Les dispositions de la présente loi l'emportent sur les dispositions incompatibles de toute autre loi de l'Assemblée législative.

Pouvoirs du lieutenant-gouverneur en conseil

11

Le lieutenant-gouverneur en conseil peut :

a) mettre fin aux activités de la Commission;

b) nommer les membres de la Commission et révoquer leur nomination;

c) modifier, accroître ou clarifier l'étendue de l'enquête de la Commission;

d) prendre des mesures au sujet du paiement des frais de déplacement et autres frais engagés pour la tenue de l'enquête ainsi qu'au sujet du paiement des honoraires et des salaires des conseillers et des assistants dont les services sont retenus pour les besoins de la Commission;

e) fixer une date ultérieure pour la remise du rapport de la Commission au ministre de la Justice;

f) prendre des mesures concernant les questions à l'égard desquelles la présente loi ne contient aucune disposition adéquate.

Entrée en vigueur

12

La présente loi a un effet rétroactif et est réputée être entrée en vigueur le 13 avril 1988.

ANNEXE

MANDAT

But de la Commission

La Commission a pour but d'enquêter et de tirer des conclusions sur la situation des autochtones relativement au système judiciaire au Manitoba et de produire à l'intention du ministre de la Justice un rapport final faisant état de conclusions, de solutions et de recommandations.
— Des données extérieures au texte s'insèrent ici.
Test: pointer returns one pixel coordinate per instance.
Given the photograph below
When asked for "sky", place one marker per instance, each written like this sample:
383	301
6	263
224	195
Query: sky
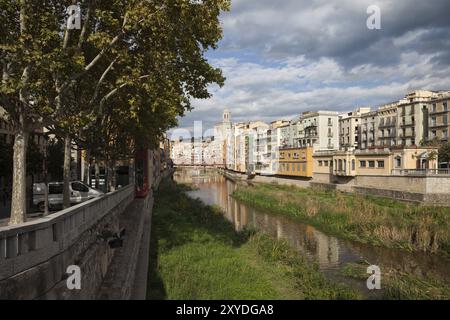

La Commission doit entre autres étudier tous les aspects des affaires concernant J.J. Harper et Helen Betty Osborne et peut faire les recommandations supplémentaires qu'elle juge appropriées relativement à ces affaires.  Elle peut notamment recommander une nouvelle étude de certaines questions ou une nouvelle enquête sur des aspects des deux affaires.

Étendue de l'enquête

L'enquête doit porter sur toutes les composantes du système judiciaire, c'est-à-dire la police, les tribunaux et les services correctionnels.  La Commission doit déterminer s'il existe des différences dans le traitement que le système judiciaire réserve aux autochtones et aux non-autochtones et, le cas échéant, l'étendue de ces différences.  Elle doit également déterminer s'il existe, dans le système judiciaire, des pratiques particulières ayant des effets nuisibles, y compris des mesures discriminatoires systématiques à l'endroit des autochtones.  La Commission doit se pencher sur le fonctionnement actuel du système judiciaire et déterminer s'il existe d'autres méthodes de traiter les autochtones ayant des démêlés avec la justice.  Ainsi, la Commission pourra examiner les points qui suivent.

Police :

- les questions de forces policières relativement aux autochtones;

- le déploiement du personnel et l'accessibilité des services policiers;

- les procédures d'arrestation et d'accusation;

- la sensibilisation culturelle des policiers et les programmes de promotion sociale;

- la formation des agents de protection de la faune et leur conduite envers les autochtones.

Accessibilité et pertinence des services juridiques :

- l'admissibilité et accès à l'aide juridique;

- l'accès dans les collectivités éloignées.

Procédures des tribunaux :

- le recours à la mise en liberté sous caution et à la détention;

- la discrétion de la poursuite et négociation de plaidoyer;

- le rôle des communicateurs judiciaires;

- les effets des délais entre l'arrestation et le procès;

- les procédures familiales;

- le tribunal pour adolescents;

- les procédures en matière de bien-être des enfants.

Décisions des tribunaux :

- la comparaison des décisions rendues à l'égard d'autochtones et de non-autochtones;

- le recours aux sentences d'emprisonnement;

- la possibilité d'autres sentences.

Situations postsentencielles :

- le succès relatif des groupes autochtones et non-autochtones en probation;

- la disponibilité et l'utilisation du programme de travail communautaire;

- les incarcérations antérieures : absences temporaires, libération conditionnelle, etc.

- le recours aux maisons de transition;

- la réinsertion dans les collectivités et les réserves.

Autres :

- la connaissance que les autochtones ont du système judiciaire;

- la communication entre le personnel du système judiciaire et les autochtones;

- l'emploi d'autochtones dans le système judiciaire.